Drug Quality and Quality of Life
As I write this article there have been two news stories, one in Canada, and one in the US about people dying in the street from overdoses of a drug called fentanyl. The criminals in the drug trade very often dilute their product with dangerous materials in order to get more money. Very often this results in illness and or death; a great burden on our hospital system. Opioid related deaths from overdose are up 63 per cent from 2017. This year alone it has accounted so far for 330 deaths in Ontario. If our government allowed every drug addict to have the right to go into their pharmacy every day and get a daily supply of properly manufactured drugs from our finest pharmaceutical companies not only would we save lives but we would put the drug cartels out of business. Every addict would get enough drugs free of charge for that day and then be able to go about their lives, work, have a family and basically live their life in peace. The majority of these costs would be paid by our provincial governments with the money they saved on incarceration, policing and courts.
Once drugs are decriminalized, we would empty out more than half of our jail population. Statistics have shown that we could actually reduce our police force by 75 per cent. Our courts would not be jammed with lawyers, clerks and judges dealing with thousands of drug cases each day. With all the money saved, at least 6 billion dollars, that would easily pay not only for the drugs but for a multitude of drug treatment centres all across the country to help people lose their addictive habits.

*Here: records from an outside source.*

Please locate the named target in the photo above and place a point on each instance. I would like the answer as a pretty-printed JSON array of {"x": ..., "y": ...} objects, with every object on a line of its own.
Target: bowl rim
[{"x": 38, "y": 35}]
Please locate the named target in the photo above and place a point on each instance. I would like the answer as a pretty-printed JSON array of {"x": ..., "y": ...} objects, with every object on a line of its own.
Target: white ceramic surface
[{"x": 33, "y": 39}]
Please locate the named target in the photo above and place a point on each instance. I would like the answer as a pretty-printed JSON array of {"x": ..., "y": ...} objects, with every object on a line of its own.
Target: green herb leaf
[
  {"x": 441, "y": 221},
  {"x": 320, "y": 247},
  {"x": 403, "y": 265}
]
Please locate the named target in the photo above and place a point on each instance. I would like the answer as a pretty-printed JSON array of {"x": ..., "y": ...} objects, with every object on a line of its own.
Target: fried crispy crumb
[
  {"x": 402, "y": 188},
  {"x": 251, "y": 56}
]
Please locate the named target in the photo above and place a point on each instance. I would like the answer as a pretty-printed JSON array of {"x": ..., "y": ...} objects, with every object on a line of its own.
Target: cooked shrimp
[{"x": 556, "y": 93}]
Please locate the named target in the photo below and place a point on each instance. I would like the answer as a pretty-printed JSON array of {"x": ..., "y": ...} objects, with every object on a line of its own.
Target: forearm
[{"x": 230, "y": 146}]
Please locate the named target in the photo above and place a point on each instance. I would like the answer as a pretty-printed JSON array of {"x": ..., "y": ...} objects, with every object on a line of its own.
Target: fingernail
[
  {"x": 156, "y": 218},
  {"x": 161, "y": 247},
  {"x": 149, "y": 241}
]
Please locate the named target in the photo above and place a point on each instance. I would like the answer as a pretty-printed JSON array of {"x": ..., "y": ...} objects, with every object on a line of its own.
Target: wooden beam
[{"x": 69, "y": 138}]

For those of you who have never been or had to live with a drug addict or alcoholic, let me share with you a personal story. A very close relative was and still is an addict so I speak from very close personal experience. Most addicts do not get high. They develop a tolerance very quickly. Once they are addicted to narcotics or alcohol, they need a certain amount to just achieve a level of normality. First thing in the morning, they usually have the shakes and are very edgy and nervous. Once they have had their fix of hydrocodone and later just alcohol they would be able to reach a level that would be the same as you and me after we have had our morning cup of coffee. Of course it is true that many addicts overdo it as the day goes on, depending on their supply. But what I am really trying to say is that you should not be fearful of giving an addict their daily dose because once they receive whatever they need, they will be indistinguishable from the rest of us.
In the year 2001, Portugal was the very first country to decriminalize all drugs for personal use and it has been a great success. New cases of HIV and AIDS are down by almost 40 per cent. The crime rate is down by 67 per cent and they have had to close down most of their jails. Drug use has decreased and injection use is down by over 50 per cent. It has been a huge success but as a moralistic society that believes strongly in punishment, the rest of the countries in the world are not very keen to follow Portugal’s lead. On the other hand, cannabis has been decriminalized so far in 26 countries including England, Australia, Spain, many states in the United Sates. Maybe soon they will take Portugal’s lead in drugs.
I am from Toronto and this has been the worst year for gun related deaths. It is no coincidence that most of these shootings take place in the North West part of the city that houses most of the gangs that distribute drugs. These gunfights are primitive ways of drug dealers fighting over distribution and territory and sometimes innocent people get caught in the crossfire. You may not like pharmaceuticals companies but if I was an addict I would rather walk into a clean respectable pharmacy and get my standardized dose of heroin or cocaine than go to the street corner and have to risk my life for a drug they may be so impure it could kill me.
When you read about police raids on drugs you hear about the millions of dollars. As a former pharmacist I can tell you that narcotics are the least expensive of all drugs and in great supply at very low prices. The cost to supply every drug addict in Canada every day is less than 1 per cent of what they would pay for these drugs in the street.
Most addicts do not want to stay that way. If we take the wasted money we spend on arresting them and putting them in jail and spent it on treatment centers, we would create a better society for all of us.